# Thread size of CSUSA stylus tips



## MarkD (Mar 19, 2013)

The new stylus tips from CSUSA have an insert that gets pressed into a 7mm tube which is threaded to make it easy to replace the stylus tips.
I need to make some custom inserts using the same size threads so that the CSUSA stylus tips will screw into them. Unfortunately, I don't have any of the new CSUSA stylus to measure the threads.

Has anyone had the need to determine what the size of these threads are?

I did send an message to SAM at CSUSA but I have not received a response.


----------



## Justturnin (Mar 19, 2013)

I know its not the CSUSA but I just checked the PSI and it is a 4mmx0.70.


----------



## MarkD (Mar 19, 2013)

Thanks Chris, I expect the odds of the PSi and the CSUSA parts being the same would be very slim.
 I did just have a chat with a CSUSA rep and they said they don't know what the thread size is.


----------



## Justturnin (Mar 19, 2013)

You could be right but they could also be made by the same company.  They sure look exactly the same.


----------



## MarkD (Mar 19, 2013)

That's a valid point. I'll have to see if I have a  4mmx0.70 tap.


----------



## Carl Fisher (Mar 20, 2013)

I don't know the exact thread size, but I will say that the versions sold by PSI and the version sold by WoodCraft have been different threads.  I know this because we bought some replacement colored tips and they were not interchangeable.

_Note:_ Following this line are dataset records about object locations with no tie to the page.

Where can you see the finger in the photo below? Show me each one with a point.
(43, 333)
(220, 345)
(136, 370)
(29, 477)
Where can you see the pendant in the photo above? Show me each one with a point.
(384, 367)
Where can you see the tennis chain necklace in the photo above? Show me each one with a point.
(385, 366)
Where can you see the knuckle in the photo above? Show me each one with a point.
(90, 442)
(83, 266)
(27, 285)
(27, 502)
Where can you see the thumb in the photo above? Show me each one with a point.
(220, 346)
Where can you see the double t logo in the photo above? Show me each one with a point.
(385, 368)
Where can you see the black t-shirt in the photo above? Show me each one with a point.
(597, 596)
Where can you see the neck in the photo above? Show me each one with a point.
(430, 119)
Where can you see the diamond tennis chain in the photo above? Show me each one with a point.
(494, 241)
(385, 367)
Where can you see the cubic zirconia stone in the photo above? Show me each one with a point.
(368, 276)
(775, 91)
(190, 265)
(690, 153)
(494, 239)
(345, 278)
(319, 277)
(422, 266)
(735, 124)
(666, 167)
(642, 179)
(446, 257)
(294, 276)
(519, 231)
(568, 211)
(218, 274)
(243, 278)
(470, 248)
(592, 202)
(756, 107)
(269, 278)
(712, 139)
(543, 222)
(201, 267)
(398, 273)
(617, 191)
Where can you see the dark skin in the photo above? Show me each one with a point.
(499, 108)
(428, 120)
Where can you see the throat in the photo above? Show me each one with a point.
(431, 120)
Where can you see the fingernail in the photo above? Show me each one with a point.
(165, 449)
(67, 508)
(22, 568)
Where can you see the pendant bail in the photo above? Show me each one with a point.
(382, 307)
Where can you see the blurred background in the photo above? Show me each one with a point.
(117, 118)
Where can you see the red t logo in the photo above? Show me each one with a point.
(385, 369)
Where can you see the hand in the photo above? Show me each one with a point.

I know it's not a big help in answering your question but at least you know for sure that there are different thread versions out there.


----------



## MarkD (Mar 20, 2013)

Thanks Carl, it's all good info!
I received a message from Mike at CSUSA. He is presently trying to track down the size. Hopefully I can locate the correct size tap when it's all said and done!


----------



## MarkD (Mar 27, 2013)

I have not heard back from Mike at CSUSA yet but I did receive the stylus tips the other day. The threads were very close to 4mm x 0.7. I used a 4mm x 0.70 tap and I ran a 4mm x 0.70 die over the threads and the replacement tip screwed in nicely.

Thanks for your help!


----------



## Justturnin (Mar 27, 2013)

Thanks for the update Mark.  So were the CSUSA threads finer or courser than the 4mm x 0.70?


----------



## MarkD (Mar 27, 2013)

It's so hard to tell with threads that small. They were definitely more course than 4mm x 0.75.
I tapped the hole first and tried to thread the stylus tip in. It didn't seem quite right and I didn't want to force it. I ran a die over the threads of the stylus tip ( just holding the die in my hand ) and then it fit real nice. So I think the threads were 4mm x 0.70 or something very close to it. 4mm x 0.70 seems to be a commonly available tap to us but but that doesn't mean that the threads cut in the stylus tips would be a common size.
For my use I think the 4mm x 0.70 tap and die and a little locktitte threadlocker will work fine.


----------